L’ex attaccante del Real Madrid Joselu Mato è l’ultimo a provare a diagnosticare i suoi problemi, mentre Xabi Alonso cerca la formula magica. L’attaccante veterano ha fatto parte dell’ultima squadra di successo dei Los Blancos sotto Carlo Ancelotti due stagioni fa.
Nonostante avesse ricevuto un’offerta per restare al Real Madrid, e diverse altre da altre squadre europee, Joselu ha deciso di incassare e trasferirsi ad Al-Gharafa, in Qatar, ammettendo che l’offerta era troppo bella per rifiutare. Dopo aver giocato un ruolo chiave in campionato e Champions League, è partito alla grande.
Parlando con AS DiarioJoselu ha sottolineato il ruolo che Ancelotti ha avuto nel suo successo.
“Molto importante. Ciò che più ha risaltato nello spogliatoio è stata la serietà, l’impegno dei giocatori nei suoi confronti. Sapeva che non lo avremmo deluso. La sua esperienza è stata molto importante. Era molto aperto al dialogo. Ha capito che al Real Madrid qualsiasi tipo di ego non è più importante di tutta la squadra insieme. Questo è ciò che ci ha reso campioni. Era come un padre per la squadra, per il club, per i tifosi”.
Com’è entrare nello spogliatoio del Real Madrid?
Si è parlato molto della mistica dello spogliatoio del Real Madrid, con Alonso, almeno inizialmente, che fatica a legare con alcune delle sue stelle, a detta di tutti. Joselu ha spiegato com’è stato arrivarci.
“Quando sono arrivato per la prima volta è stato un po’ come… wow! C’erano Kroos, Modric, giocatori veterani che erano stati al Real Madrid per 10 o 12 anni, Bellingham, che era appena arrivato, Vini, Fede, Carvajal, Lucas, Nacho, con cui avevo già giocato. Avevo due sensazioni diverse: una era, porca miseria, sono titolare; e l’altra era, ero in questo spogliatoio con Carva, Lucas, mi sono allenato con Kroos, con Modric, titolare, conoscevamo le divise, i fisioterapisti…”
Per quanto riguarda i suoi problemi attuali, Joselu ha inizialmente voluto sottolineare che l’asticella era stata fissata molto in alto.
“Hanno perso la numero nove, vero? (ride). Il problema è che la gente paragona gli anni in cui vinci i titoli con gli anni in cui non lo fai. Abbiamo perso due partite in tutto l’anno: una nella Liga e una in Copa del Rey. Ne abbiamo pareggiate altre sei e abbiamo vinto tutte le altre. È molto difficile da ripetere, non importa la squadra: il miglior Barça, il miglior City, il miglior Madrid…”.

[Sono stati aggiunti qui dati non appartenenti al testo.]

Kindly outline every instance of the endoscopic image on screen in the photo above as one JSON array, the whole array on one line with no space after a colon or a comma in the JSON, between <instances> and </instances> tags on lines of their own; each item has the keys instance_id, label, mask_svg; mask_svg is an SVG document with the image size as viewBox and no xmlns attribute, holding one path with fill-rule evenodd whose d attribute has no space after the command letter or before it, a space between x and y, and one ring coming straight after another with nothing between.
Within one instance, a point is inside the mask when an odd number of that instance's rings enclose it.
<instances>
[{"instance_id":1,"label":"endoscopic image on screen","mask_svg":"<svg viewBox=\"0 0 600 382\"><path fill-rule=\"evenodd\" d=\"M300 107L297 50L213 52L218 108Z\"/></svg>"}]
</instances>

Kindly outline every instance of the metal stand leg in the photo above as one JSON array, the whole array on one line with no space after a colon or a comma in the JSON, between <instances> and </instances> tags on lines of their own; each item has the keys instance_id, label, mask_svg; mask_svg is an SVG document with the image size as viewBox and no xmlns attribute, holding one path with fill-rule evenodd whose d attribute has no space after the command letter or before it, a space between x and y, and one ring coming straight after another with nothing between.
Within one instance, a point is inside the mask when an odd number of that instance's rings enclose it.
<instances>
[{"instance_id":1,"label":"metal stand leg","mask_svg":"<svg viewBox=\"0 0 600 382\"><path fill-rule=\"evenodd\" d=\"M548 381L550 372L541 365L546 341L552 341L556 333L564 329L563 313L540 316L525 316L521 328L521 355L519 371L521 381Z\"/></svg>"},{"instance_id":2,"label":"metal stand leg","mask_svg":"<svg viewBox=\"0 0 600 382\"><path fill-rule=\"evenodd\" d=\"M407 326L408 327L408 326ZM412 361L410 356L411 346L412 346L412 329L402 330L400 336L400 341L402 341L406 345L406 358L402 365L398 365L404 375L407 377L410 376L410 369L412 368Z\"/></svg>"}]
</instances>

“Avere un anno come quello in cui vinci titoli è complicato. La loro pressione è continuare a vincere. Hanno portato Mbappé, il miglior attaccante del mondo in termini di gol, Vinicius è un’icona mondiale, Rodrygo sta tornando al suo meglio, Bellingham, Fede… Vedi i nomi sul tavolo e dici che è impossibile per chiunque batterli”.
Cosa manca al Real Madrid?
Sotto ulteriore pressione, Joselu, che ha ammesso di continuare a guardare tutte le partite del Real Madrid, ha sentito che forse gli mancava un po’ di coraggio.
“Forse ci manca quella competitività, quella sensazione. Nell’anno in cui eravamo lì, circa l’80% dei giocatori sentiva davvero cosa significasse indossare la maglia del Real Madrid e questo gli faceva male; ad oggi non so se quella sensazione è andata perduta o meno. Quando giochi con la genuina sensazione di essere un vero tifoso del Real Madrid, guadagni qualcosa in più”.

“Quando manca qualcosa, devi avere quella sensazione. Ho avuto e ho visto che Nacho avrebbe ucciso per il club, che Carvajal avrebbe ucciso per il club anche con mezzo infortunio al ginocchio, Lucas Vázquez lo stesso, Fede lo stesso, Vini dà il massimo ed è un tifoso sfegatato del Real Madrid…”
Carvajal, ora capitano, dovrebbe tornare nel 2026 per la prima partita contro il Real Betis. Altre figure veterane come David Alaba e Antonio Rudiger si sono avvicendate a causa di infortuni, mentre Valverde ha faticato ad affermarsi a centrocampo. I due giocatori che sono avanzati di più sono stati Kylian Mbappe e Thibaut Courtois.